Nach der umstrittenen Festnahme zweier Afroamerikaner in einem Starbucks-Café in Philadelphia haben sich zahlreiche Menschen zu Protestaktionen versammelt. Derweil entschuldigte sich Starbucks-Chef Kevin Johnson für den Vorfall.

Philadelphia - Die umstrittene Festnahme von zwei Afroamerikanern in einem Lokal der Café-Kette Starbucks hat in den USA für Empörung gesorgt. Am Wochenende demonstrierten Dutzende vor der Filiale in der Stadt Philadelphia gegen das ihrer Ansicht nach ungerechtfertigte und rassistische Vorgehen. Starbucks-Chef Kevin Johnson entschuldigte sich am Sonntag (Ortszeit) für den „verwerflichen“ Vorfall.

Ereignet hatte sich dieser bereits am Donnerstag. Zwei Schwarze hatten Medienberichten zufolge darum gebeten, die Toilette bei Starbucks benutzen zu können. Das sei ihnen verwehrt worden, da sie nichts bestellt hatten. Als sich die Männer daraufhin weigerten, das Café zu verlassen, riefen die Angestellten die Polizei, berichtete NPR. Kunden filmten die Festnahme und betonten, die beiden Afroamerikaner hätten sich nichts zuschulden kommen lassen. Ein Mann sagte, er sei mit ihnen verabredet gewesen und die Festgenommenen hätten auf ihn gewartet.

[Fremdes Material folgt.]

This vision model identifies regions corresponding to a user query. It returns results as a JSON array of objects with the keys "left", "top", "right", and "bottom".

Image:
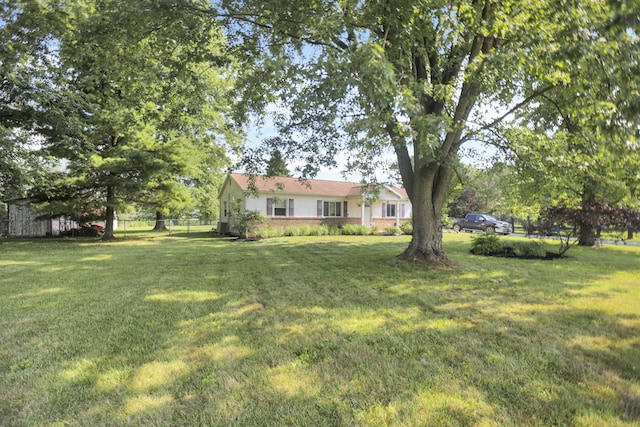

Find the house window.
[
  {"left": 322, "top": 202, "right": 342, "bottom": 216},
  {"left": 386, "top": 203, "right": 396, "bottom": 217},
  {"left": 273, "top": 199, "right": 287, "bottom": 216}
]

Videos der Festnahme wurden Millionen Mal online angesehen. Der Bürgermeister von Philadelphia äußerte seine Besorgnis und betonte, die Polizei habe eine interne Untersuchung des Vorfalls eingeleitet. Polizeichef Richard Ross verteidigte die Vorgehensweise seiner Beamten, diese hätten nur ihr Pflicht getan. Starbucks-Chef Johnson betonte, das Unternehmen werde seine internen Regularien überarbeiten, um solche Vorfälle in Zukunft zu vermeiden und betonte, Starbucks sei gegen Diskriminierung aufgrund der Hautfarbe.